Bafög-SystemPleite in den Master

Viele Studenten warten auf ihr Bafög, manchmal monatelang. Das Fördersystem ist überlastet und lückenhaft – und die Verantwortlichen tun nichts dagegen. von Antonia Bauer

Bisher war Laila Oudrey, 22, zielstrebig und diszipliniert. Dann war sie plötzlich auch pleite. Im Bachelorstudium hatte Laila monatlich 597 Euro Bafög bekommen, doch damit war Schluss, als sie ihren Master antrat. »Ich war entsetzt und fühlte mich im Stich gelassen«, sagt sie.
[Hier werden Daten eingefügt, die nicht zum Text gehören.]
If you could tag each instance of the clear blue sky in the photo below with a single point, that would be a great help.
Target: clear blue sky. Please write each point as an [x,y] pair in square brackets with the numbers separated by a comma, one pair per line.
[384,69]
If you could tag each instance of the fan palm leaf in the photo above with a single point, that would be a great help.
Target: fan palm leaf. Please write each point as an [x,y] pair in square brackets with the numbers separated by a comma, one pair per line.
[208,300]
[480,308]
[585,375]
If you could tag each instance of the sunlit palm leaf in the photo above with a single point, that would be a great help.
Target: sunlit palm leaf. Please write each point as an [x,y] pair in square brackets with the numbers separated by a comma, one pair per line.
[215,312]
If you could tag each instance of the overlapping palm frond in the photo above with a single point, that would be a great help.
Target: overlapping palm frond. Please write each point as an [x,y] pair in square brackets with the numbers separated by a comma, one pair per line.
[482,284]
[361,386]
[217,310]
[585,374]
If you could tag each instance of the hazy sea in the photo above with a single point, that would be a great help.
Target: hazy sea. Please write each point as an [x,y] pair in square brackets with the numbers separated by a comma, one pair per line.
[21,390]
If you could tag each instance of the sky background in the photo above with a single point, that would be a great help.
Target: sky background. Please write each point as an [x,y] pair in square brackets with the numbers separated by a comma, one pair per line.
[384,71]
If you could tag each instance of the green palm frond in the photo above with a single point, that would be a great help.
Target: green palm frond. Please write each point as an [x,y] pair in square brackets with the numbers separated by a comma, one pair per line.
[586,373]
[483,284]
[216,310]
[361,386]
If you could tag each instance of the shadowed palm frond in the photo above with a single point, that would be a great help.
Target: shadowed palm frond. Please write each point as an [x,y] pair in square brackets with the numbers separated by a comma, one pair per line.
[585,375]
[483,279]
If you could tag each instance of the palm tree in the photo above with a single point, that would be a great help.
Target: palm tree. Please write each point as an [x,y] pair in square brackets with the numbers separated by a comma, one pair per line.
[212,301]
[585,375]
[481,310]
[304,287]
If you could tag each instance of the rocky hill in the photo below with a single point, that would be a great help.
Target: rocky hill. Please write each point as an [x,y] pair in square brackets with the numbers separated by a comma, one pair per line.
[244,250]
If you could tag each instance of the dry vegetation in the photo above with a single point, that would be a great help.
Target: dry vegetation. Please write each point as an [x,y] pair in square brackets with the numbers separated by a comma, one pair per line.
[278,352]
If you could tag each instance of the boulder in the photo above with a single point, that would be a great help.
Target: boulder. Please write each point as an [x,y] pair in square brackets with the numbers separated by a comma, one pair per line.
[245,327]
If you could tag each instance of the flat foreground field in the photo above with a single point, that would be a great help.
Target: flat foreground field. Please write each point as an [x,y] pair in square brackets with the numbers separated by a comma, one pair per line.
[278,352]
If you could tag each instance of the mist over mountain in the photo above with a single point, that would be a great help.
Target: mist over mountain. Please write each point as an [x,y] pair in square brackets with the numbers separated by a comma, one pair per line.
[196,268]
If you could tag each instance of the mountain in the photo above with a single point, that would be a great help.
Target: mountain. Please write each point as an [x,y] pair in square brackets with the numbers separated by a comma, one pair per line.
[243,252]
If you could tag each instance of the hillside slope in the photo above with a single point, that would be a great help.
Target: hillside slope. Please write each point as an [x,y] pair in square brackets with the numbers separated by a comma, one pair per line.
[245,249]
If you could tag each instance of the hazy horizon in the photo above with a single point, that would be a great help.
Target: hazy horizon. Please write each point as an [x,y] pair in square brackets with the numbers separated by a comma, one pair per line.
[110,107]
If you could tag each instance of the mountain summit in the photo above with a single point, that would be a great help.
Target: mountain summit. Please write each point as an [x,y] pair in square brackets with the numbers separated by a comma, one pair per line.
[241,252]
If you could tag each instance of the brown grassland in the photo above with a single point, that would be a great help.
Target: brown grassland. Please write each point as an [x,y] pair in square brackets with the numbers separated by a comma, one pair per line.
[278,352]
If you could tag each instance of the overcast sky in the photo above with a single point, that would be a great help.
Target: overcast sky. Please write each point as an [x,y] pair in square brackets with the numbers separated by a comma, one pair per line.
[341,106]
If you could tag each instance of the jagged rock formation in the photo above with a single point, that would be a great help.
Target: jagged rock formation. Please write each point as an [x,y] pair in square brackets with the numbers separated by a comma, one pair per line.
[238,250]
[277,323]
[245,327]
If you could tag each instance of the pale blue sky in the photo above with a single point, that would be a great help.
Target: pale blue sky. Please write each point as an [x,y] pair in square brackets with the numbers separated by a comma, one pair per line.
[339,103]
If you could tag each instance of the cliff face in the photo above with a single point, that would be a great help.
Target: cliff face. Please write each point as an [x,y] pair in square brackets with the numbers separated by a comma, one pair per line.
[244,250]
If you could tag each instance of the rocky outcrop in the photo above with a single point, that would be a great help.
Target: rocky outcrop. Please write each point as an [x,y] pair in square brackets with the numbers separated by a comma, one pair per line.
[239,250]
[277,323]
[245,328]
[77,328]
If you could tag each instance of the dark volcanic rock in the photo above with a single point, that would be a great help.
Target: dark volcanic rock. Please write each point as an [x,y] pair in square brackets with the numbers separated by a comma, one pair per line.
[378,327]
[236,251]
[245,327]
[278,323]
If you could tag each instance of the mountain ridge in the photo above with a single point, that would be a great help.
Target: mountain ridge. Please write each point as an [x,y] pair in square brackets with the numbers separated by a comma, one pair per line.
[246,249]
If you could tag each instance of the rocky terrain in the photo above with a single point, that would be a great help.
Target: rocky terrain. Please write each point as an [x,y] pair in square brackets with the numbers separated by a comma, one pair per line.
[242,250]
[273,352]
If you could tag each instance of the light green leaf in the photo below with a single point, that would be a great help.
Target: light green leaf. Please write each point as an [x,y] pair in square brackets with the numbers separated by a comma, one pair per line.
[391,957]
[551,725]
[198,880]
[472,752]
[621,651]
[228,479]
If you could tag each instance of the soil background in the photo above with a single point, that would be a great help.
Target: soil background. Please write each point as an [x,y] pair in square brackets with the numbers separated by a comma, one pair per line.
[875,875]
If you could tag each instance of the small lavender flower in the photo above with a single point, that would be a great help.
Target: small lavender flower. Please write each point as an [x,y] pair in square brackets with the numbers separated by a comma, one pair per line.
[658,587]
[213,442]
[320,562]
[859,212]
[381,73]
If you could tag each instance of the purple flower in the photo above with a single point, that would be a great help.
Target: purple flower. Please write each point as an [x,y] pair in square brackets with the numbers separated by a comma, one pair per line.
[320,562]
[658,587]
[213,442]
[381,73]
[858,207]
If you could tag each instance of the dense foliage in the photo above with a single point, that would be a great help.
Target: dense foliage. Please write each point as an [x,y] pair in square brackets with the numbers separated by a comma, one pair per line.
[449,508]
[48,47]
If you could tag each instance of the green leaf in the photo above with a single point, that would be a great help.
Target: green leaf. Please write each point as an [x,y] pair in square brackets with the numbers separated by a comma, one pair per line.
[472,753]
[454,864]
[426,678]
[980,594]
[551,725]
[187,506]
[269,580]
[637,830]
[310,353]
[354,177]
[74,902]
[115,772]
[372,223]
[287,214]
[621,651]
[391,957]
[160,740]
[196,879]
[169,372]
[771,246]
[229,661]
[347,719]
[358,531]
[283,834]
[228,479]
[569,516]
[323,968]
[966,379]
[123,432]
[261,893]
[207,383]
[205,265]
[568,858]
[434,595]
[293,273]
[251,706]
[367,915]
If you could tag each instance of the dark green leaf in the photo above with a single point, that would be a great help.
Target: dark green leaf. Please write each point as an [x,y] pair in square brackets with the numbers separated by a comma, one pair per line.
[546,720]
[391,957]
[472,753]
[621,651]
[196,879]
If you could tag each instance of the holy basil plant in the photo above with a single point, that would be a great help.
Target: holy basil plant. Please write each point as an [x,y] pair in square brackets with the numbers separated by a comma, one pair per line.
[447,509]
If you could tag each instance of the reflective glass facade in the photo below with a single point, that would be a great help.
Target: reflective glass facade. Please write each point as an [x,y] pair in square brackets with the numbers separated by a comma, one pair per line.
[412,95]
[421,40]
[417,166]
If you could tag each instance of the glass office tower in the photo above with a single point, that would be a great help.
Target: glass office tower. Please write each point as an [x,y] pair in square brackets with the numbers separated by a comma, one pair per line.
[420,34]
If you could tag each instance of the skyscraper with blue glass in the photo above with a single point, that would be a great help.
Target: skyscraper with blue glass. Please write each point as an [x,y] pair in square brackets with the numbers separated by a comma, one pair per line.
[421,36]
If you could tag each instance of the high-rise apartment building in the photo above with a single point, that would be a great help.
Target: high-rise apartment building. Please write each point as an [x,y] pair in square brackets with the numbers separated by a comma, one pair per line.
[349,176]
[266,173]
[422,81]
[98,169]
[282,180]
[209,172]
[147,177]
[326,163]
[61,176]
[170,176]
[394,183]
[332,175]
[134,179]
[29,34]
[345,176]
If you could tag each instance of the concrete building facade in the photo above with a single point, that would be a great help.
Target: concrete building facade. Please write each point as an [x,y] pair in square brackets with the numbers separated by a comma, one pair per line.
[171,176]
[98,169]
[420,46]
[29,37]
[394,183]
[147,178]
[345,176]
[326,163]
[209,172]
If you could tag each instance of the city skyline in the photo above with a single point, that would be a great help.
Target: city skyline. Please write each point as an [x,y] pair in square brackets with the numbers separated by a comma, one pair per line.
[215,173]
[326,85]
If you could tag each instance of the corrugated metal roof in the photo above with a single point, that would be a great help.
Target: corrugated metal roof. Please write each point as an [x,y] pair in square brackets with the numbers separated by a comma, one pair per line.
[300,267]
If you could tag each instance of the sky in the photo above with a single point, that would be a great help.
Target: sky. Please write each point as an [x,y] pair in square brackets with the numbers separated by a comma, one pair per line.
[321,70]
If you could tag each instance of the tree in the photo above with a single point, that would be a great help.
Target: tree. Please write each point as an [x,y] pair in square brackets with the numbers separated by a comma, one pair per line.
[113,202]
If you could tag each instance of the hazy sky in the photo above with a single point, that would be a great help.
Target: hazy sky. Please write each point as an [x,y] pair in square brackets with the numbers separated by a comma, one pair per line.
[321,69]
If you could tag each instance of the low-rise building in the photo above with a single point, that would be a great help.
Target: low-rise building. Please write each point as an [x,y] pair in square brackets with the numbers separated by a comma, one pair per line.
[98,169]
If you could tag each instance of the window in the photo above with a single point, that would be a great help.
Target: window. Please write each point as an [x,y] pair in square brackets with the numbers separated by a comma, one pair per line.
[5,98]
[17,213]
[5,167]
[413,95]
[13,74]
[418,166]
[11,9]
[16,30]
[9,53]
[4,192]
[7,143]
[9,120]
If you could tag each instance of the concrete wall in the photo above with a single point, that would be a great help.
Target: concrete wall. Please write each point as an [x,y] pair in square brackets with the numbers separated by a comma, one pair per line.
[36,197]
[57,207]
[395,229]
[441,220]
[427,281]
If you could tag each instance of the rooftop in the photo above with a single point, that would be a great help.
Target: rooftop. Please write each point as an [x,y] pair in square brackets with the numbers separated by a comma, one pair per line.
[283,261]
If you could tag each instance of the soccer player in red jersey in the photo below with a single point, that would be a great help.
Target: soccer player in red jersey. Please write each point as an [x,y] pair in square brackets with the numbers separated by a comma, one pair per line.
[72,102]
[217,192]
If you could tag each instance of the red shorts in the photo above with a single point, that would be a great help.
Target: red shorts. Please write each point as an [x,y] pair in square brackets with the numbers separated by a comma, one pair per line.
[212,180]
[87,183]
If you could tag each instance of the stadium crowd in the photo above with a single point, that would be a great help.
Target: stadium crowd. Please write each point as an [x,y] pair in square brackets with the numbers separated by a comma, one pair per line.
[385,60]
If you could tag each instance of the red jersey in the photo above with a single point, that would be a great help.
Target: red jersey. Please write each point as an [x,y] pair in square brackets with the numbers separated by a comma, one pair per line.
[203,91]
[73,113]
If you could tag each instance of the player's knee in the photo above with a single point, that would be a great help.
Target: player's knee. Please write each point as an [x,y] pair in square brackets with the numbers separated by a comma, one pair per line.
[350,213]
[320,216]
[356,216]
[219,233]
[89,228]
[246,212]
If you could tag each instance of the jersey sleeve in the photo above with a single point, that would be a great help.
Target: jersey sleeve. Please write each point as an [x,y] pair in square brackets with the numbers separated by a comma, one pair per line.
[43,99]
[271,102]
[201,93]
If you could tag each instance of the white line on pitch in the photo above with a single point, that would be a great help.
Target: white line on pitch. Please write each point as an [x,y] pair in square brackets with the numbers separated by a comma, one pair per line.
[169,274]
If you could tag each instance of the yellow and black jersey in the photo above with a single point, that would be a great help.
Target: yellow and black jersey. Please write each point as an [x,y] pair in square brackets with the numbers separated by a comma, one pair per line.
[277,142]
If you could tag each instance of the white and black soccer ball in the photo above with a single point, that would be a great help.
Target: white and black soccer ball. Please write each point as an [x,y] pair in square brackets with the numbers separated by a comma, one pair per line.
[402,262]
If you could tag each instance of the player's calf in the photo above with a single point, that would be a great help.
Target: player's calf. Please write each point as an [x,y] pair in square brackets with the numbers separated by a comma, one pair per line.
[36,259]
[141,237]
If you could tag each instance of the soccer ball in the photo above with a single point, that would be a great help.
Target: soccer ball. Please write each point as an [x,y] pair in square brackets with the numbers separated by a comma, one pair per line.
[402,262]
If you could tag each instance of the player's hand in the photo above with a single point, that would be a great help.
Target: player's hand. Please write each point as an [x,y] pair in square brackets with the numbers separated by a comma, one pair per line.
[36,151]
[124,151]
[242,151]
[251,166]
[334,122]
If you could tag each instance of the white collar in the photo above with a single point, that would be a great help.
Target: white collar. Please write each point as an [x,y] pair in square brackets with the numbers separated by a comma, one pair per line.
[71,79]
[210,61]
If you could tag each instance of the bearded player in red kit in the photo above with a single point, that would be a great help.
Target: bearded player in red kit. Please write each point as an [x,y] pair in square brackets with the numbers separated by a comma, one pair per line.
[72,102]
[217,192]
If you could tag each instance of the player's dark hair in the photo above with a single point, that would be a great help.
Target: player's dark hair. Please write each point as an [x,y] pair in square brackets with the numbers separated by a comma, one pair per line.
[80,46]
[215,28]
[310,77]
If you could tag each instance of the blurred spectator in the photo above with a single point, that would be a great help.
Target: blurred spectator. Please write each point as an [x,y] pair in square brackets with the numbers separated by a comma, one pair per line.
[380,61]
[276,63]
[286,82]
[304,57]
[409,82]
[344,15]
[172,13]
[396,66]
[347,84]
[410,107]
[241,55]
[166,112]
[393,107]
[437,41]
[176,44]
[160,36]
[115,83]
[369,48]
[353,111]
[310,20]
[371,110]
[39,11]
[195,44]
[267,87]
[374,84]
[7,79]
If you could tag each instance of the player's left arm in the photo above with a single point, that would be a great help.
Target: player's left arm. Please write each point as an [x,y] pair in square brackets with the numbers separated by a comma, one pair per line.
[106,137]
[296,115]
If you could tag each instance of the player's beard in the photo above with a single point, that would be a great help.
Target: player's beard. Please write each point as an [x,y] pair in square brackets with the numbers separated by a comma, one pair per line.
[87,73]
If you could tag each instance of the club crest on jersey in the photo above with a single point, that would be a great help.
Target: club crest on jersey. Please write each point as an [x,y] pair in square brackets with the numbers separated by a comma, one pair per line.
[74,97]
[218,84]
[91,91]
Viele Studenten haben in diesem Semester länger als bisher auf ihr Geld gewartet. Meist ist die Überlastung der Bafög-Ämter der Grund dafür. »Mit der Zahl der Studienanfänger und Studenten ist auch die Zahl der Bafög-Antragsteller erheblich gestiegen«, sagt Achim Meyer auf der Heyde, der Generalsekretär des Deutschen Studentenwerks und damit auch oberster Sprecher der Bafög-Ämter, die zu den regionalen Studentenwerken gehören. Der »Bearbeitungsstau«, sagt er, »ist ein durchgängiges Problem in den Ländern.« Gelöst werden könne es, indem die Landesregierungen mehr Geld für Personal in den Bafög-Ämtern freigeben.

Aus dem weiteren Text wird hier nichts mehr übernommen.